The Need: Current evaluation only tracks correlation/MAE/RMSE → doesn't measure if confidence levels predict performance

The Fix:

  • Expected Calibration Error (ECE): Measure if predicted confidence matches actual returns
  • Spearman correlation: Ranking correlation (are high predictions actually high returns?)
  • NDCG score: Normalized discounted cumulative gain (rank quality metric)
  • Bucket analysis: Measure actual returns by prediction quintile (very_bullish should beat very_bearish!)
  • Simulate Q-learning: Quick test before full training (does selective trading beat baseline?)

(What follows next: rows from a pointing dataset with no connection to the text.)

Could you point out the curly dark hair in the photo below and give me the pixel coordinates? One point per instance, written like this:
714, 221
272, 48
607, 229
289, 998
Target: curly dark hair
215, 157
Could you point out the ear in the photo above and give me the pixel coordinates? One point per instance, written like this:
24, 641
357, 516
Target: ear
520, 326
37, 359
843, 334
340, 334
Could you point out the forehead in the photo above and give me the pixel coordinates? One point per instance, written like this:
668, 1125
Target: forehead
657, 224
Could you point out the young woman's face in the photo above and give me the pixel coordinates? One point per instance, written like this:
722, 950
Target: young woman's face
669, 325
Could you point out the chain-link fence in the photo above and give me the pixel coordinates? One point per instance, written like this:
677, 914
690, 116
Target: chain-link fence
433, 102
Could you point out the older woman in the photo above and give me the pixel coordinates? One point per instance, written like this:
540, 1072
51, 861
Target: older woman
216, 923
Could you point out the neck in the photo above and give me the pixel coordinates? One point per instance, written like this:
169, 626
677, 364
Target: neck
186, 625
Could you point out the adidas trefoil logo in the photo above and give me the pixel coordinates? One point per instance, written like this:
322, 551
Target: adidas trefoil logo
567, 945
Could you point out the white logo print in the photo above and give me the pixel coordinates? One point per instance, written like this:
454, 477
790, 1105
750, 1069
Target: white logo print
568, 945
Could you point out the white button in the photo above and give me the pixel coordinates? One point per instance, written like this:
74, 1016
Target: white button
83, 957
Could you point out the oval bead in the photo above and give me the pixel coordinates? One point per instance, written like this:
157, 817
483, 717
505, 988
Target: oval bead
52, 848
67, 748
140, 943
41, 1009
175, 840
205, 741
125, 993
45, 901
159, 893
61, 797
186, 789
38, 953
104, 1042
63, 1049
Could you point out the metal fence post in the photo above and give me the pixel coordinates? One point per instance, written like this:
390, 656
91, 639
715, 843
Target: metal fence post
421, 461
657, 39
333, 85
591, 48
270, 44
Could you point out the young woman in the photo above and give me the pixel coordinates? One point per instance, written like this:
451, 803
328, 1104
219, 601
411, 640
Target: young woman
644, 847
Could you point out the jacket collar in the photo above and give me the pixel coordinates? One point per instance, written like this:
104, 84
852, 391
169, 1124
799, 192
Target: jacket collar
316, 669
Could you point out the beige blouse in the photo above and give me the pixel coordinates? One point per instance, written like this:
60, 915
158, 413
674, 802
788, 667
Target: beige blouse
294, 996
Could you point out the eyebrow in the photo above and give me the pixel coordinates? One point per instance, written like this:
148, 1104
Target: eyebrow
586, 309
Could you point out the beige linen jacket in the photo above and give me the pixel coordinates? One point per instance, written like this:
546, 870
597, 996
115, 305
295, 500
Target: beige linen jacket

Expected Impact: Catch range/calibration issues early, validate improvements work

Expected Improvements with v7 Model

Current Model (Option 6b): - Prediction range: +1.68% to +10.74% (9% range) - very_bullish actual: +7.70% - Test correlation: 0.428 - Q-agent backtest: +11.20% (cash-constrained, wanted 7,451 trades!) - vs Always-buy: Still limited by positive-only range Target Model (v7 with balanced vocabulary): - Prediction range: -10% to +20% (30% range, 3.3x wider) - very_bullish actual: +12% to +15% - very_bearish actual: -5% to -8% - Test correlation: 0.45-0.50 - Spearman (ranking): 0.50-0.55 - Q-agent: Can avoid losers AND pick winners - Expected: Portfolio returns improve significantly with better selectivity

Alternative Options

Option A: Accept Current Performance

  • +2.12% selective trading is better than 0% HOLDing
  • Lower risk exposure (only 30% in market)
  • With transaction costs, gap to always-buy narrows

Option B: Deep Q-Learning (DQN)

  • Use neural network Q-function instead of Q-table
  • Work with continuous predictions (no bucketing)
  • Might find non-linear patterns, but transformer fix is likely more impactful

Experiment Status: Success!

✅ Q-learning validated - works correctly with proper state representation
✅ Backtest success - +11.20% returns proves system works (see v3)
✅ Diagnostic complete - transformer needs range expansion, not calibration fix
📈 Next: Expand vocabulary to include negative signals, re-train transformer v7

"The system works. Now we need to give it the right vocabulary to express both opportunity and risk."